Venn diagram illustrating the distribution of gene families among three genomes, P. taiwanensis, P. putida KT2400, and P. entomophila L48. Homologous genes in P. taiwanensis, P. putida KT2400, and P. entomophila L48 were clustered into gene families. Each division of the Venn diagram shows orthoMCL groups and total number of clustered genes.

Figure 5

Clusters of orthologous groups (COG) analysis of P. taiwanensis involved in anti-Xoo activity. (A) A total of 913 genes were determined to have decreased anti-Xoo activity among 11,646 Tn5-inserted mutants (B) 19 genes were determined to have increased toxicity against Xoo. All genes were annotated by COG database.
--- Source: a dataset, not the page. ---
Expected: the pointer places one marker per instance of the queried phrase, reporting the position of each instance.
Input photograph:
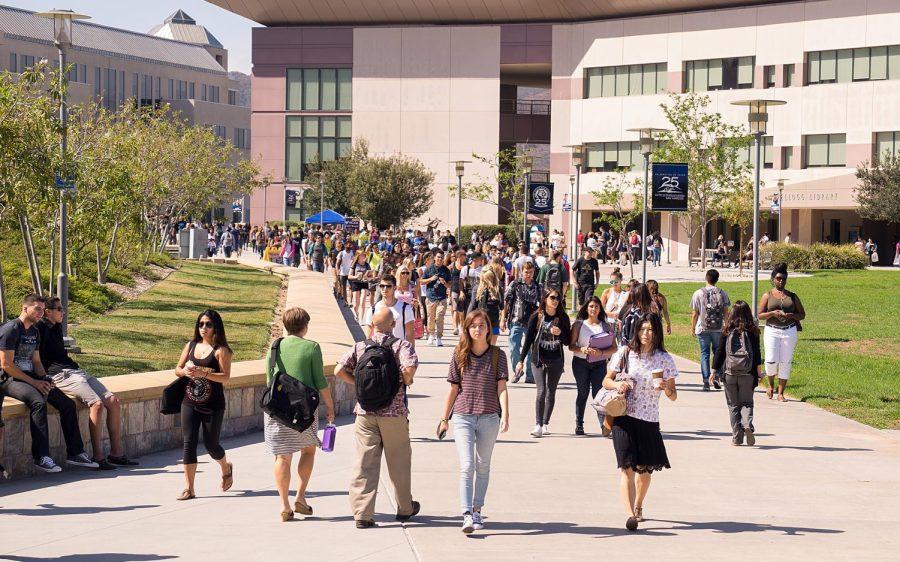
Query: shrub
(512, 233)
(814, 256)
The number on the X axes represent the number of genes.

Figure 6

Pyoverdine secreted by type VI secretion system and regulated by EnvZ/OmpR. (A) We compared the capabilities of the wild type and 12 TCS mutants (bvgS, bvgA, envZ, atoS, gacS, zraR, glnG, dctD, gseC, liaS, creC, zraS) of P. taiwanensis against rice pathogen Xanthomonas oryzae pv. oryzae (Xoo). (B) Quantification of extracellular mature pyoverdine was achieved by measuring fluorescence at excitation 405 nm and emission 460 nm. Pyoverdine values were normalized against the cell optical densities (Ex405, Em 460/OD₆₀₀). Among the mutants being examined, only envZ::Tn5 mutant showed significantly lower pyoverdine production. * p < 0.05. (C) MALDI-IMS analysis reveals secreted pyoverdine concentration around wild-type and envZ mutant colonies. (D) Growth curves of wild type and envZ mutant were measured by optical density at 600 nm. Bacteria were grown for 24 h on iron-limited agar plates. Intensity gradients for pyoverdine by color histograms (maximum, white; minimum, black). Scale bar, 2 mm.

Figure 7

Negative regulation of pyoverdine by RpoS. (A) Wild type and rpoS mutant were incubated for 72 h at 28 °C with 200 rpm in iron-limited medium, and (B) numbers of CFU of wild type and rpoS mutant were measured during 72 h incubation. (C) In antagonistic assay, total broth of wild type and mutant after 72 h incubation were placed into the hole of Xoo-containg 1/2 agar plate, and then the inhibition zone was measured (cm). (D) MALDI-IMS of pyoverdine from wild type and rpoS mutant on the surface of an iron-limited agar plate after 72 h incubation. (E) Quantification of pyoverdine from culture supernatant of wild type and rpoS mutant after 72 h incubation using LTQ-Orbitrap mass spectrometer. Intensity gradients for pyoverdine as color histograms (maximum, white; minimum, black). Scale bar, 2 mm.

Figure 8

Proposed scheme for synthesis, secretion and regulation of pyoverdine.Pyoverdine precursors are synthesized in the cytoplasm and secreted into the periplasm by the inner membrane transporter PvdE, and processed into mature pyoverdine in the periplasmic space. T6SS is involved in the secretion of pyoverdine via an unknown mechanism. EnvZ/OmpR positively regulates pyoverdine production, whereas the sigma factor RpoS negatively affects pyoverdine production.